Hi Stephen,
On Tue, Jan 8, 2013 at 9:37 AM, Stephen Warren swarren@wwwdotorg.org wrote:
On 01/08/2013 09:51 AM, Simon Glass wrote:
Hi Stephen,
On Tue, Jan 8, 2013 at 8:42 AM, Stephen Warren swarren@wwwdotorg.org wrote:
On 01/07/2013 08:16 PM, Simon Glass wrote:
Hi,
On Mon, Jan 7, 2013 at 2:21 PM, Curt Brune curt@cumulusnetworks.com wrote:
On 01/07/2013 12:12 PM, Wolfgang Denk wrote:
Dear Curt Brune,
In message 50EB0D92.2020707@cumulusnetworks.com you wrote: > > > What I would love is to have a single multi-file uImage I could use on > all my platforms. The idea is to introduce a new image type that is a > list of device tree blobs.
In addition to the file system based approach suggested by Stephen, you should have a look into using FIT images (see doc/uImage.FIT/ ). One of the reasons for creating these was to deal with situations exactly as you describe...
I think that will work perfectly. Thank you for the suggestion.
Note also there is code in mainline now to select the correct FDT from a list of them in a FIT. based on the model name. Then it can pass this to the kernel. So if you have a way of getting the model name in U-Boot, it might just work.
Hmmm. What's the model name compared against? U-Boot board name variable would be nice!
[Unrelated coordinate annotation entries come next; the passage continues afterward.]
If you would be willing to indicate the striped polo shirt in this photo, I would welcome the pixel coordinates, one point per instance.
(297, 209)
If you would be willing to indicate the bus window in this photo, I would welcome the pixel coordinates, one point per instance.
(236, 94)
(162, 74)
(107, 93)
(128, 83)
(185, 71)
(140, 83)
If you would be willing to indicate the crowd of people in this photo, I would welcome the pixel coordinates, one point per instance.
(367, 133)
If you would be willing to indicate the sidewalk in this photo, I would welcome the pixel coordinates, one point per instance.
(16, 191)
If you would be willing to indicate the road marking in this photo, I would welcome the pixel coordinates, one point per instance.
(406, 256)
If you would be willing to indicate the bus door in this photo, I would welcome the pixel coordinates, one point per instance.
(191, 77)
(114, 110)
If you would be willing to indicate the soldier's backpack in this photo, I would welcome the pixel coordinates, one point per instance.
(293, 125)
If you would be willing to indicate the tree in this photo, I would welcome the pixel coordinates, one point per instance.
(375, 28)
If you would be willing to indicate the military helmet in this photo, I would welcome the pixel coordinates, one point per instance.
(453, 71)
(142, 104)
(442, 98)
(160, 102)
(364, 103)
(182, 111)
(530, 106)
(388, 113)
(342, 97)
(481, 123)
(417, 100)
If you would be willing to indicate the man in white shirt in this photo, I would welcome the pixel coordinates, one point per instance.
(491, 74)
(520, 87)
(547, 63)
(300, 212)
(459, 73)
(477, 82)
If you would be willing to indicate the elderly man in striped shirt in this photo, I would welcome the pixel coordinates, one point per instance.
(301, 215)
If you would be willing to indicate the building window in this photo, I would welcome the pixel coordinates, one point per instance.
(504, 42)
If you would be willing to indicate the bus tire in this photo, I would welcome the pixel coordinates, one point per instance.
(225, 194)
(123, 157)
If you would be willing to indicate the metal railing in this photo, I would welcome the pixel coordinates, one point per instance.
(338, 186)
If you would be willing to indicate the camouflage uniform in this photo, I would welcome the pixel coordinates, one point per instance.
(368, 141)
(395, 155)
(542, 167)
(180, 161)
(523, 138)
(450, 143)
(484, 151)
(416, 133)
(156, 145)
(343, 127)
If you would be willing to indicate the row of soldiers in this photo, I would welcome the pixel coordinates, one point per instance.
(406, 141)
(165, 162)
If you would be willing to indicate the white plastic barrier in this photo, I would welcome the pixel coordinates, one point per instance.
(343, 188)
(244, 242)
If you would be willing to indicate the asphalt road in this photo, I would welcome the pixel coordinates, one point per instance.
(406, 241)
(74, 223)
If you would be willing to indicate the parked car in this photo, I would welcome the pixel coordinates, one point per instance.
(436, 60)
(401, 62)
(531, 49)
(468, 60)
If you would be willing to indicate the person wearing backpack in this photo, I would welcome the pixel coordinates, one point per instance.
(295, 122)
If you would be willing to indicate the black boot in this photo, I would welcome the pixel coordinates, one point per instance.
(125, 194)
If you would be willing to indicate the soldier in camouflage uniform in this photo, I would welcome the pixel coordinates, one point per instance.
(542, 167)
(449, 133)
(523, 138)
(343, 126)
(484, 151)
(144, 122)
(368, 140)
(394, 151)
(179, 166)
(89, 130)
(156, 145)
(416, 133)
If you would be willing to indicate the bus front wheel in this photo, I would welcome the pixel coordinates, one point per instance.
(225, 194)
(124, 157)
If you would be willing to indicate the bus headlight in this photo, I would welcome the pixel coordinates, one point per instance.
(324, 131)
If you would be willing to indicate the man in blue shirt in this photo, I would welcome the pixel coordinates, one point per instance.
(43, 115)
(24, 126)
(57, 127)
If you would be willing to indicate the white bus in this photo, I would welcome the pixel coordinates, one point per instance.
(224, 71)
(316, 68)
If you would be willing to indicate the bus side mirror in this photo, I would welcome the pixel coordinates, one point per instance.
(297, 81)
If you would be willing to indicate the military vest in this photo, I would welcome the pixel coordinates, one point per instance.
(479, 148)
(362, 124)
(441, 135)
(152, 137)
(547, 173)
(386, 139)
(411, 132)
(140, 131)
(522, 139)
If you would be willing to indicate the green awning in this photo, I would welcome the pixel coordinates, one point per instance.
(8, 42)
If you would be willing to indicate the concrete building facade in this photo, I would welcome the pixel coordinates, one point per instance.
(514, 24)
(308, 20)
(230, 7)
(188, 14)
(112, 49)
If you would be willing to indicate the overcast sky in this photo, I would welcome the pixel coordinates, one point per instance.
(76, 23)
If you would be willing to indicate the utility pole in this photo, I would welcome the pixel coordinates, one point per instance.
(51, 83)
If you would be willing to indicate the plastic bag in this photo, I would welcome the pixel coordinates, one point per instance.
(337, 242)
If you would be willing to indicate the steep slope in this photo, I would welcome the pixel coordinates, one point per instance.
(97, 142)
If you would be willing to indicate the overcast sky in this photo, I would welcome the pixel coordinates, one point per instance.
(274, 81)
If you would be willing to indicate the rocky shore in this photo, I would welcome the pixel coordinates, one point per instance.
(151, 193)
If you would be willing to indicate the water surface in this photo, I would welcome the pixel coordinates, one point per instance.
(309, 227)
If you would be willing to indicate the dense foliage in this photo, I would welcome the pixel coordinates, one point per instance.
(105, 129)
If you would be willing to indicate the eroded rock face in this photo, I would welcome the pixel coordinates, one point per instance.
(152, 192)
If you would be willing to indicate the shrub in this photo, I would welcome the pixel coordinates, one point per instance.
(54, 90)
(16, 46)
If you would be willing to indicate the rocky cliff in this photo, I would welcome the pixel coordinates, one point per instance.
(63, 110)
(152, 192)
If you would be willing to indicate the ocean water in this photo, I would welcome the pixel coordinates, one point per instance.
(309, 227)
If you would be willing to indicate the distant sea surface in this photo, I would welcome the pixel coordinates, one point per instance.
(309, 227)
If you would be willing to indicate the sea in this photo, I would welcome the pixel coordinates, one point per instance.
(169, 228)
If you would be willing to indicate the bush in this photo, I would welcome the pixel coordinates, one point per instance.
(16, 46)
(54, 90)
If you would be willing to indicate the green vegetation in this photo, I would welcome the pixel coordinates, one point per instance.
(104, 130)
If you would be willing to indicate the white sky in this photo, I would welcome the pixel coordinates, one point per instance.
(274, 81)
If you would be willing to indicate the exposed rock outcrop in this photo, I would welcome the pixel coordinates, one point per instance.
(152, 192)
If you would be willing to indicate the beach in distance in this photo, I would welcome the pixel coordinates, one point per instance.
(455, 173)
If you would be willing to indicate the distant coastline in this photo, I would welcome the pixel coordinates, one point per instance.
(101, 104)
At the moment it compares against the model in the U-Boot FDT (CONFIG_OF_CONTROL). When flashing a board, you pack u-boot.bin with the selected .dtb file containing this model name. Then when U-Boot runs it knows what its model is.
You could do what you describe, but it is then a compile-time check, I think.
There could be other ways to decide on the model name, such as looking at strapping GPIOs, for example:
static const char *detect_model(void) { if (gpio_get_value(36)) return "snow"; else return "flax"; }
Right - I believe the TI guys introduced the board_name variable or similar to indicate the runtime-detected board ID for this purpose (whereas the board variable I introduced is the board U-Boot was compiled for). It'd be nice to be able to select a DTB from FIT based on $board_name instead of U-Boot's own DTB's model given all this. Do the sub-images in the FIT image have filenames that could be selected as e.g. ${soc}-${board}.dtb? Using $board or $board_name would also help where U-Boot doesn't use a DT itself.
Actually I had this a bit wrong - it's actually the compatible strings that are compared - the model is just a friendly name of course. So we use compatible = "nvidia,seaboard", etc.
So the snow device tree has something like:
{ compatible = "google,snow", "google,daisy", "samsung,smdk5250", "samsung,exynos5250"; ... };
and we put a similar string in the kernel FDTs. U-Boot then picks up the correct FDT based on preference (google,snow is the best, google,daisy the next best...)
FITs don't have filenames, although I suppose you are free to add any properties you want. To my mind, a compatible name is more device-tree friendly than introducing filenames to specify this info. We already have things like nvidia,seaboard and the like, so that should be good enough.
As you know FIT images do have a 'configurations' section, so you can do things like:
images { kernel@1 { ... }; fdt@1 { incbin ... (binary contains: compatible = "google,snow";) }; fdt@2 { incbin ... (binary contains: compatible = "google,flax";) }; }; configurations { conf@1 { kernel = "kernel@1"; fdt = "fdt@1"; }; conf@2 { kernel = "kernel@1"; fdt = "fdt@2"; }; ... };
At present it looks at the compatible property in each of the fdt@ nodes and compares it against the compatible string in U-Boot.
It would be easy enough to add a feature to look up an FDT based on an environment variable, but keep in mind that the bootm command already mostly supports this. You can specify the configuration name to bootm and it will boot with that configuration. We need to make sure we don't create too many ways to do the same thing. In other words, people can probably script this today if they want to.
Perhaps for your use case what is missing is a bootm command to specify a compatible string to search for (rather than pulling it out of the control FDT). But for Tegra at least, the current approach should work OK.
I quite like the idea of detected an FDT compatible string from the board where auto-detection is required, because then there is only one concept of what a board is and only one way of describing it. Also, it is ultimately the compatible string which selects which FDT we pass to the kernel, and the kernel understands the compatible strings too.
I happen to be fiddling with the FIT code at present and am working on a series to tidy up the code a bit and introduce sandbox support so we can test it more easily.